Spiagudry allait peut-être répéter verbalement à Ordener les considérants de son placet au gouverneur, si celui-ci ne l'eût interrompu.
– Il suffit, vieillard, le traité est conclu.
– Conclu, répéta le concierge.
Il achevait ce mot, lorsqu'une espèce de grondement se fit entendre comme au-dessus d'eux. Le concierge tressaillit.
– Qu'est cela? dit-il.
– N'y a-t-il ici, dit Ordener également surpris, d'autre habitant vivant que vous?
– Vous me rappelez mon vicaire Oglypiglap, reprit Spiagudry rassuré par cette idée; c'est lui sans doute qui dort bruyamment. Un lapon qui dort, selon l'évêque Arngrim, fait autant de bruit qu'une femme qui veille.
En parlant ainsi, ils s'étaient rapprochés de la porte du Spladgest. Spiagudry l'ouvrit doucement.
– Adieu, mon jeune seigneur, dit-il à Ordener, le ciel vous mette en joie. À ce soir. Si votre chemin vous conduit devant la croix de saint Hospice, daignez prier pour votre misérable serviteur Benignus Spiagudry.
Alors refermant en hâte la porte, autant de crainte d'être aperçu que pour garantir sa lampe des premières brises du matin, il revint près du cadavre de Gill, et s'occupa d'en tourner la tête de manière à en cacher la blessure.

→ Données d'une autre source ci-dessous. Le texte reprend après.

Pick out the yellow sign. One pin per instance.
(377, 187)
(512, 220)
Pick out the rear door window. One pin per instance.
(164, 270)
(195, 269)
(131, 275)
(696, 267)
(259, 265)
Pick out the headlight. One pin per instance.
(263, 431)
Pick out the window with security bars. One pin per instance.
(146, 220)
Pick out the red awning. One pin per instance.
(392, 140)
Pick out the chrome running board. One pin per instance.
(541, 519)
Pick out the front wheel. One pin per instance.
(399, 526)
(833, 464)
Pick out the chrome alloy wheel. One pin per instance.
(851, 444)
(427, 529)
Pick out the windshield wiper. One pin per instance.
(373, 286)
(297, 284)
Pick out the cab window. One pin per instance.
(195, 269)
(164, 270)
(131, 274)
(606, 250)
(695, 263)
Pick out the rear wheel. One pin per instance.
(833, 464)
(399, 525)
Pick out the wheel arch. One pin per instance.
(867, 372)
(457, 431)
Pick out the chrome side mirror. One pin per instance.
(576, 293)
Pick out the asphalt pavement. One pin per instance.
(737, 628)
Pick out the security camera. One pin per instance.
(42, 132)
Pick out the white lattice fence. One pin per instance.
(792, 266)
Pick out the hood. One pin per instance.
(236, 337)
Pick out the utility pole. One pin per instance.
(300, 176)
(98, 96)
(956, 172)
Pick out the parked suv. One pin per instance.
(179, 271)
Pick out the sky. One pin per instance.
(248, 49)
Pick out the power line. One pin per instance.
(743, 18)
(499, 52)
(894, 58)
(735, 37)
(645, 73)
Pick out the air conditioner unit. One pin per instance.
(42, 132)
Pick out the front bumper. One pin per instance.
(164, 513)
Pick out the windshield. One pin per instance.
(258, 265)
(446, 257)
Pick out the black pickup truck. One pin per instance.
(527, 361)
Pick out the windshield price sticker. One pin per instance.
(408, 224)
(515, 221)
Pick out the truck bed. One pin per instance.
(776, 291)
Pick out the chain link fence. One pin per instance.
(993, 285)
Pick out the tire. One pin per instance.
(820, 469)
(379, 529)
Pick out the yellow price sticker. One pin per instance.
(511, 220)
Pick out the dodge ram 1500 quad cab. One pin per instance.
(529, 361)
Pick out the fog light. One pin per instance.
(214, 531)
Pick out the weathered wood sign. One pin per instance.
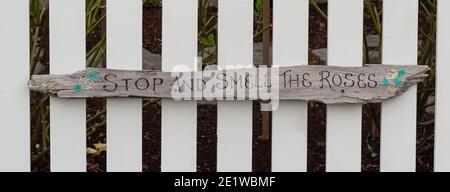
(327, 84)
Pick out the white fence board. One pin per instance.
(124, 116)
(179, 118)
(234, 118)
(442, 133)
(14, 98)
(67, 54)
(345, 48)
(398, 116)
(289, 121)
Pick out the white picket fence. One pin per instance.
(234, 125)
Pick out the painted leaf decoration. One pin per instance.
(93, 75)
(77, 88)
(401, 73)
(385, 82)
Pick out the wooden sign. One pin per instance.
(327, 84)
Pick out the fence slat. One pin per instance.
(124, 116)
(15, 102)
(67, 117)
(179, 119)
(398, 116)
(442, 133)
(290, 46)
(345, 48)
(234, 118)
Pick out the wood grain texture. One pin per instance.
(327, 84)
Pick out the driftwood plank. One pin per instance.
(327, 84)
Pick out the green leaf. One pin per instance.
(208, 41)
(259, 5)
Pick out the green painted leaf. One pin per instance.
(385, 82)
(93, 75)
(77, 88)
(401, 73)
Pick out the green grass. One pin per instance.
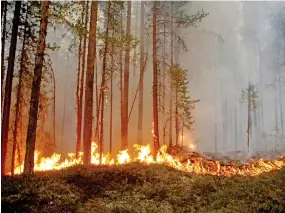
(136, 188)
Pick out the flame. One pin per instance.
(143, 154)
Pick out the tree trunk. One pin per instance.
(78, 125)
(126, 81)
(34, 102)
(19, 98)
(135, 34)
(248, 122)
(63, 119)
(140, 117)
(154, 85)
(80, 105)
(163, 81)
(176, 117)
(88, 107)
(111, 97)
(8, 86)
(281, 104)
(171, 86)
(3, 40)
(103, 85)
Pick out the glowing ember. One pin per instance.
(196, 165)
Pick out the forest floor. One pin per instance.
(135, 188)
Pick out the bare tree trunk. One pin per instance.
(3, 40)
(135, 34)
(111, 97)
(176, 117)
(103, 85)
(163, 81)
(19, 97)
(34, 102)
(80, 106)
(248, 122)
(63, 119)
(88, 107)
(8, 87)
(140, 117)
(171, 86)
(126, 81)
(53, 108)
(281, 104)
(154, 85)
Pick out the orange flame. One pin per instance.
(144, 155)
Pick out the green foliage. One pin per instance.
(184, 103)
(138, 188)
(251, 96)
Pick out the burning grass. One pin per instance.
(191, 163)
(139, 188)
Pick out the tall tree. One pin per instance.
(3, 40)
(88, 107)
(34, 102)
(126, 80)
(80, 100)
(250, 95)
(154, 84)
(19, 94)
(171, 89)
(8, 86)
(103, 83)
(142, 56)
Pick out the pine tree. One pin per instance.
(251, 97)
(34, 102)
(8, 86)
(88, 108)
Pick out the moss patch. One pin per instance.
(137, 188)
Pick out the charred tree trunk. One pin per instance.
(88, 107)
(135, 34)
(34, 102)
(163, 82)
(3, 40)
(140, 117)
(103, 85)
(111, 98)
(126, 81)
(171, 86)
(19, 97)
(80, 104)
(8, 86)
(248, 121)
(154, 85)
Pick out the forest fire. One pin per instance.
(143, 153)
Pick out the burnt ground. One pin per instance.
(136, 188)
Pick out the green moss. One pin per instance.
(138, 188)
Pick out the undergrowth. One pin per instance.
(136, 188)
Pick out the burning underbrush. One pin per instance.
(137, 188)
(190, 162)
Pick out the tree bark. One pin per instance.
(140, 116)
(3, 40)
(19, 97)
(80, 104)
(103, 85)
(34, 102)
(163, 81)
(171, 86)
(154, 84)
(126, 81)
(88, 107)
(111, 98)
(8, 86)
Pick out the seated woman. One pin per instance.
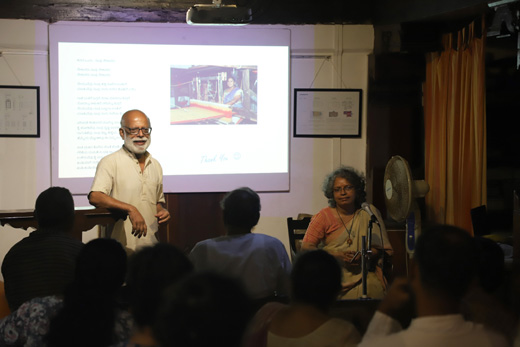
(88, 313)
(232, 93)
(316, 282)
(339, 229)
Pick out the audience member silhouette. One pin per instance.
(150, 271)
(316, 282)
(484, 302)
(43, 263)
(259, 260)
(445, 259)
(205, 309)
(90, 315)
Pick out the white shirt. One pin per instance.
(333, 333)
(432, 331)
(259, 260)
(119, 176)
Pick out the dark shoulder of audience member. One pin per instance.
(150, 271)
(240, 210)
(490, 265)
(205, 309)
(54, 210)
(89, 306)
(316, 279)
(446, 257)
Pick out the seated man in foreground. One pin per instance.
(445, 259)
(260, 261)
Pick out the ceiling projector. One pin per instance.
(216, 14)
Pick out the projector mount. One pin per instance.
(218, 14)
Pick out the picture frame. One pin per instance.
(327, 112)
(19, 111)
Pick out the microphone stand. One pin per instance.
(366, 251)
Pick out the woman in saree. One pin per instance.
(339, 229)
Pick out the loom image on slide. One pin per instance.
(206, 94)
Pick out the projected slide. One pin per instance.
(219, 112)
(214, 95)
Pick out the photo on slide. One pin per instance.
(208, 94)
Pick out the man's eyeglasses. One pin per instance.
(343, 189)
(135, 131)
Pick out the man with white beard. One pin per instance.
(130, 180)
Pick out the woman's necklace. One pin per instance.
(349, 231)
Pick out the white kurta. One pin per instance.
(119, 175)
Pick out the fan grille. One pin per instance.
(398, 189)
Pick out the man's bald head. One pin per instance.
(129, 117)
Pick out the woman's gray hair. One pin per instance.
(350, 174)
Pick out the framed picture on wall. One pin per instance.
(19, 111)
(327, 112)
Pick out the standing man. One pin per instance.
(130, 180)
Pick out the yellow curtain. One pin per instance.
(455, 128)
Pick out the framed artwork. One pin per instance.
(327, 112)
(19, 111)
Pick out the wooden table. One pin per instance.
(85, 219)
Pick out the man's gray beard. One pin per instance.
(129, 144)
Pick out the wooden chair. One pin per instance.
(296, 229)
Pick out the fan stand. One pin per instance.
(366, 251)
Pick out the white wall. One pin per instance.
(322, 56)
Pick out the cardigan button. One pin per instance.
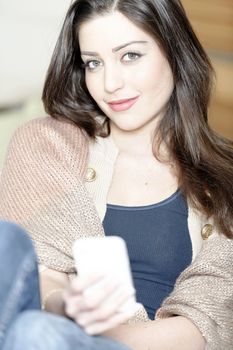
(90, 175)
(206, 231)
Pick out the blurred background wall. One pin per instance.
(28, 31)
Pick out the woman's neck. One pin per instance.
(137, 142)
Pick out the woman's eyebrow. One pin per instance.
(115, 49)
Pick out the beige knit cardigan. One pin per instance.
(43, 189)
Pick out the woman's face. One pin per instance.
(125, 70)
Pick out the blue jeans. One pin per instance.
(23, 326)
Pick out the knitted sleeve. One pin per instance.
(204, 294)
(42, 189)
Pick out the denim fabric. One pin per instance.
(23, 326)
(50, 332)
(18, 275)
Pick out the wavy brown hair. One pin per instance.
(204, 159)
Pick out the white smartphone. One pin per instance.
(108, 256)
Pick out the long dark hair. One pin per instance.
(203, 158)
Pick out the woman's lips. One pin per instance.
(122, 105)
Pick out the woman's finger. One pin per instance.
(108, 308)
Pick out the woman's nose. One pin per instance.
(113, 79)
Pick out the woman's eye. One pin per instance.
(131, 56)
(92, 65)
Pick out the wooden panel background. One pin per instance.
(212, 21)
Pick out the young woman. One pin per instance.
(127, 151)
(22, 324)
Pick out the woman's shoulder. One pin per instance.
(49, 141)
(48, 127)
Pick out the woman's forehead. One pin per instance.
(111, 30)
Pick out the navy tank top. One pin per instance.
(158, 242)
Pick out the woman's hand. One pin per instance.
(98, 303)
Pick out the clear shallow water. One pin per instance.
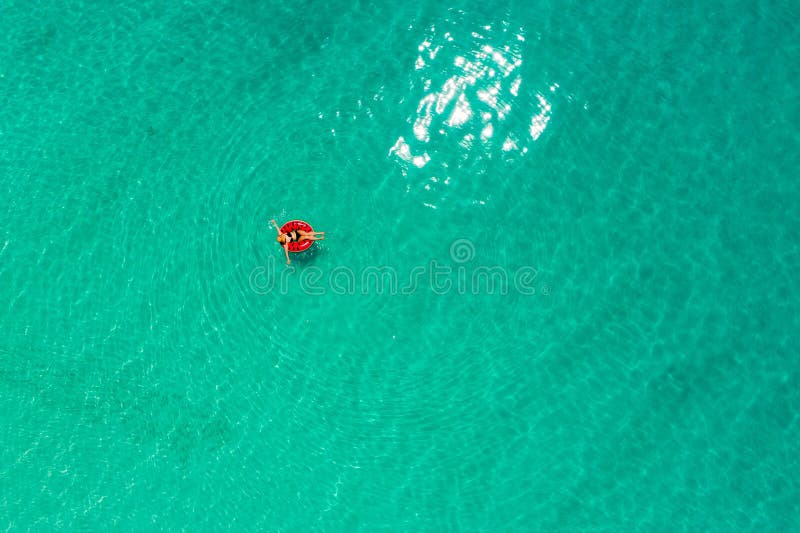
(151, 380)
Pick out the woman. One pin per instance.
(297, 235)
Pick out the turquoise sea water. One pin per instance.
(628, 168)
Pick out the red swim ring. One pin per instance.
(293, 225)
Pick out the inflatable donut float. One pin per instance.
(293, 225)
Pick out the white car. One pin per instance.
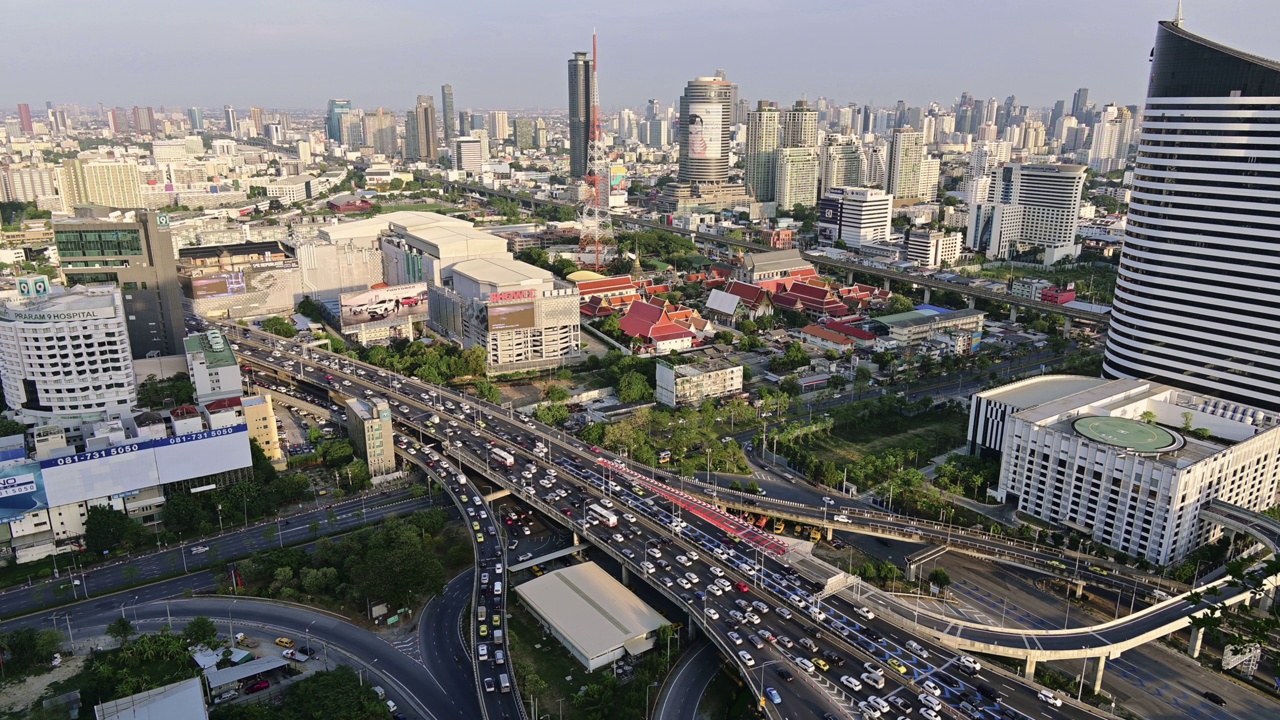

Il avait fallu bien des raisons pour décider le timide concierge à accepter l'offre aventureuse de l'étranger. Dans les motifs de sa téméraire détermination entraient: 1° la crainte d'Ordener présent; 2° celle du bourreau Orugix; 3° une vieille haine pour Han d'Islande, haine qu'il osait à peine s'avouer à lui-même, tant la terreur la comprimait; 4° l'amour pour les sciences, auxquelles son voyage serait si utile; 5° la confiance en son esprit rusé, pour se dérober aux regards de Han; 6° un attrait tout spéculatif pour certain métal que renfermait la bourse du jeune aventurier, et dont paraissait aussi remplie la boîte de fer volée au capitaine et destinée à la veuve Stadt, message qui maintenant courait grand risque de ne jamais quitter le messager.
Une dernière raison enfin, c'était l'espérance bien ou mal fondée de rentrer tôt ou tard dans la place qu'il allait abandonner. Que lui importait d'ailleurs que le brigand tuât le voyageur ou le voyageur le brigand? A ce point de sa rêverie, il ne put s'empêcher de dire à haute voix:
– Cela me fera toujours un cadavre.
Un nouveau grondement se fit encore entendre, et le malheureux concierge frissonna.
– Ce ne sont vraiment point là les ronflements d'Oglypiglap, se dit-il; ce bruit vient du dehors.